The paper's lead editorial April 27, "Mr. Trump's Contempt for Congress," accused the president of "declaring war on congressional oversight" for resisting subpoenas sent by several Democrat chairmen of House committees on issues ranging from immigration policy to the president's tax returns. Not mentioned by the editorial was the subpoena sent to the president's accounting firm, Mazars USA LLP, from Chairman Elijah E. Cummings, of the House Committee on Oversight and Reform. Rep. Jim Jordan, the Republican ranking member on this committee "strenuously objected" to this subpoena, calling it, in an April 15 letter to the chairman, "an unprecedented abuse of the Committee's subpoena authority" that targets and exposes "the private financial information of the President of the United States."
Lawyers for the president and several Trump entities brought a complaint in federal court against Chairman Cummings to quash his subpoena, accusing House Democrats of weaponizing their subpoena power, and seeking "to investigate every aspect of President Trump's personal finances, businesses, and even his family." The complaint, in part, asserted that the subpoena "has ignored the constitutional limits on Congress' power to investigate," pointing out that congressional investigations must have a '"legitimate legislative purpose.'"
Rep. Jordan also circulated a memorandum to the oversight committee's members objecting to the Chairman Cummings' subpoena to the accounting firm. What the ranking member wrote of Democrats applies equally to The New York Times. "The American people can now see that Democrats' pursuit of the truth is clouded by their obsession with attacking the President and the First Family." Rep. Jordan clearly implies that if war is being waged, it is by the Democrats, using the subpoena power to attack and undermine the Trump presidency.
As the complaint against Chairman Cummings noted, shortly after the 2018 election, Democrat leaders indicated "that they were going to spend the next two years launching a 'fusillade' of subpoenas in order to 'drown Trump with investigations, ' 'turn Trump's life upside down,' and 'make Trump's life a living hell.'"
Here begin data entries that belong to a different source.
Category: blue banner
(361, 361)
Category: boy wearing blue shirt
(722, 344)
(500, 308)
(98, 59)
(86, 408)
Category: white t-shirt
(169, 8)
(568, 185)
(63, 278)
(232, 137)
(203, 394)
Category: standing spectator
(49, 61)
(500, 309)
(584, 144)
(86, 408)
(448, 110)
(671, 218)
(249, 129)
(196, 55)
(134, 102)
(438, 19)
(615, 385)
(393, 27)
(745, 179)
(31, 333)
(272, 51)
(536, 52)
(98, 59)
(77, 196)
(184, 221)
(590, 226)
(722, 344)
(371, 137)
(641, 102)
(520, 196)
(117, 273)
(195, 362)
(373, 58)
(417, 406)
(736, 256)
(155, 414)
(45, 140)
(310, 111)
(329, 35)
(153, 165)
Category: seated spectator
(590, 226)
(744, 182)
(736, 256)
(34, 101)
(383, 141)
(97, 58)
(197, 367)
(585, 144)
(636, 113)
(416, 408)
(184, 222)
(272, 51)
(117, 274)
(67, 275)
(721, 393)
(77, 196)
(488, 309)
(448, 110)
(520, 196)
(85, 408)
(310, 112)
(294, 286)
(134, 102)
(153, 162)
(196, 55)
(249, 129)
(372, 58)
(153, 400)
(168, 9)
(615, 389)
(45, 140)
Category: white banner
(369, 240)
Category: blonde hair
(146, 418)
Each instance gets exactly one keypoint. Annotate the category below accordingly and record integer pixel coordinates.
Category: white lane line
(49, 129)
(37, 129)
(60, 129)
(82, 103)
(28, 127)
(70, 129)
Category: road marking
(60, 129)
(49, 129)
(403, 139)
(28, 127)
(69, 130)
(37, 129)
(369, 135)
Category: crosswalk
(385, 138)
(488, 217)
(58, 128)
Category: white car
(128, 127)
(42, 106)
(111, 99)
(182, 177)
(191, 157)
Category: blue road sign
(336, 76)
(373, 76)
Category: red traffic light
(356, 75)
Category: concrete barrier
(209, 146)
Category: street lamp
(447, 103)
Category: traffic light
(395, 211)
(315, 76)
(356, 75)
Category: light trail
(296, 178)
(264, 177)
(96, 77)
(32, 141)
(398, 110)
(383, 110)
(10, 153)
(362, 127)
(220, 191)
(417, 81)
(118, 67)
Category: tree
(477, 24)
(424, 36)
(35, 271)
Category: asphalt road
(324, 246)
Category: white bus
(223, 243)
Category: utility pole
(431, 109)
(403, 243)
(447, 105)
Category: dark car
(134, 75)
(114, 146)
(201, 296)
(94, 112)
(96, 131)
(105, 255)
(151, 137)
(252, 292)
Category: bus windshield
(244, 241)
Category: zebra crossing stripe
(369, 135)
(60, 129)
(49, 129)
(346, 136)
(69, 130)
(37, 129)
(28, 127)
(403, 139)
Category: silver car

According to a Washington Post story, November 7, 2018, the day after the mid-term elections that put Democrats in control of the House: "Washington plunged into political war on Wednesday in the wake of a split decision by voters in the midterm elections...." The anti-Trump slant was indicated in the article by comments like this one: "The acrimony was punctuated by Trump's bombast, as the president refused to show contrition or take responsibility for his party's washout in many suburban areas where voters who previously backed Republicans rejected the president's hard-line politics." For the left, President Trump must show contrition rather than defend himself against attack. For the left, Republican politics are "hard-line," -- further elaboration apparently is not thought necessary.
Publication of the Mueller Report has not marked the end of the war against the presidency of Donald J. Trump, but apparently the report will be cited by the left to justify its continuation. Cries from the left of "obstruction of justice" and "impeachment" fill the air. We will continue to hear President Trump denounced as "not fit to be president," as "dangerous" -- a threat to the "soul" of the nation, per Joe Biden. This is all deep state propaganda, originating from the clique that is horrified that we should finally have a president who is close to the ordinary people of our nation. The adage -- "This animal is dangerous; it defends itself when attacked" -- comes to mind. , President Trump is "dangerous" to his enemies because he defends himself when attacked.
Consider, for example, the August 2016 two-page, sharply anti-Trump, statement signed by 50 former national security officials who served Republican presidents. The signers, including former CIA director Michael Hayden and former Director of National Intelligence John Negroponte, asserted that, in terms of foreign policy, "Donald Trump is not qualified to be President and Commander-in- Chief." Declaring that "Mr. Trump lacks the character, values and experience to be President," as well as "lacking basic knowledge about and belief in the U.S. Constitution, U.S. laws, and U.S. institutions...," the statement concluded by predicting that candidate Trump " would be the most reckless President in American history." The assertion is as removed from reality now as it was when it was written. Just consider how well the economy is doing.
The current attacks on the president from House Democrats are no less off-the-mark than the August 2016 statement of the former national security officials. Mr. Trump, in defending himself against that statement, dismissed the signers as part of the "'failed Washington elite.'" As to the president's knowledge of our institutions, that will be tested, LPR believes, in the litigation challenging as illegitimate House Democrat subpoenas served on private Trump interests. Then too, forthcoming reports from the Justice Department's inspector general on the FBI's performance in Russiagate, and also the probe headed by Attorney General William Barr should shed additional light on the deep state's war on President Trump.